The broad peak in the higher energy region at 3331–3414 cm−1 is due to the stretching vibration of the O-H group. At approximately 2233–2345 cm−1, the C-H stretching vibration band appears and indicates the presence of an alkane group. The peaks near 1391–1415 cm−1 and 1633–1647 cm−1 are caused by the amide I and amide II regions, which are typical of proteins and enzymes. The presence of alcohols and carboxylic acid groups is indicated by the strong bands observed at 1020–1060 cm−1 attributed to the C-O stretching vibration. The FTIR spectra, which have absorption bands at 3314, 2345, 1391, 1647 and 436 cm−1, respectively, indicate the structure on the basis of functional groups of M. oleifera. These peaks were caused by M. oleifera, a plant that is rich in phytochemicals such as amino acids, alkaloids and flavonoids. Overall, these observations prove the existence of some phenolic compounds, terpenoids or proteins that are bound to the surface of the ZnO-NPs.
The changes observed in the FTIR spectra of the green synthesized ZnO-NPs after bioreduction indicated the participation of polyols, terpenoids and proteins with functional groups of amines, alcohols, ketones and carboxylic acids in the bioreduction reactions. Terpenoids are poorly water soluble and hence may not be among the prime moieties involved in bioreduction reactions.
Antioxidant activity of the ZnO-NPs
A stable free radical called DPPH typically absorbs at 517 nm according to UV-Vis analysis. By monitoring the decrease in DPPH absorbance, the ability of environmentally friendly ZnO-NPs to scavenge free radicals was assessed. The DPPH assay was used to assess the radical scavenging capacity of the ZnO-NPs mediated by M. oleifera extract. The results at various concentrations between 10 and 100 g/mL were as follows:
100 µg/mL (67%) > 90 g/mL (66%) > 80 g/mL (60%) > 70 g/mL (53%) > 60 g/mL (51%) > 50 g/mL (39%) > 40 g/mL (33%) > 30 g/mL (27%) > 20 g/mL (22%) > 10 g/mL (11%), (Fig. 6C).

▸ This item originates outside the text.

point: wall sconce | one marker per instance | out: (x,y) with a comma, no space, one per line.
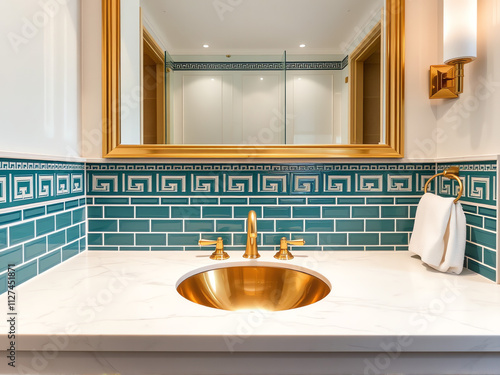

The increase in the concentration of the ZnO-NPs correlated with an increase in the radical scavenging activity, with a peak of 67% observed at 100 µg/mL. Key phytochemical components such as 1, 15-pentadecanediol and 1, 10-decanediol found in M. oleifera leaf extracts may contribute to the increased antioxidant properties. The increased antioxidant capabilities facilitated by the ZnO-NPs can be attributed to the stimulation of reactive oxygen species (ROS) production, ultimately leading to cellular death.
Antibacterial activity of the ZnO-NPs
A dose-dependent antibacterial activity of the ZnO-NPs from M. oleifera leaf extract was observed against gram-positive (Bacillus subtilis and Staphylococcus aureus) and gram-negative (E. coli and P. aeruginosa) strains of bacteria. The antibacterial activity increased significantly (p < 0.05) with increasing concentrations of ZnO-NPs from 10 µg/mL to 100 µg/mL. The zones of inhibition for each bacterial strain were measured and compared using one-way ANOVA, followed by Tukey’s post-hoc test. The results presented that at 100 µg/mL, the ZnO-NPs exhibited maximum zones of inhibition for Bacillus subtilis (15 mm), P. aeruginosa (15 mm), S. aureus (17 mm), and E. coli (17 mm) (Table 2). In contrast, the control antibiotic disc showed no inhibition. Statistical analysis revealed that the ZnO-NPs derived from M. oleifera were significantly more effective (p < 0.01) against all the bacterial strains tested than the control.
Bacteria of both gram-positive and gram-negative types display zones of inhibition (Fig. 7). At dosages of 75 and 100 g, both gram-positive and gram-negative bacteria showed significant antibacterial action. With 100 g of ZnO-NPs, the maximum zones of inhibition for B. subtilis (15 mm), P. aeruginosa (15 mm), S. aureus (17 mm), and E. coli (17 mm) were all reached (Table 2). On the control antibiotic disc, there was no indication of inhibition. The results showed that M. oleifera-derived ZnO-NPs are more effective at killing bacteria than all the strains used in the test.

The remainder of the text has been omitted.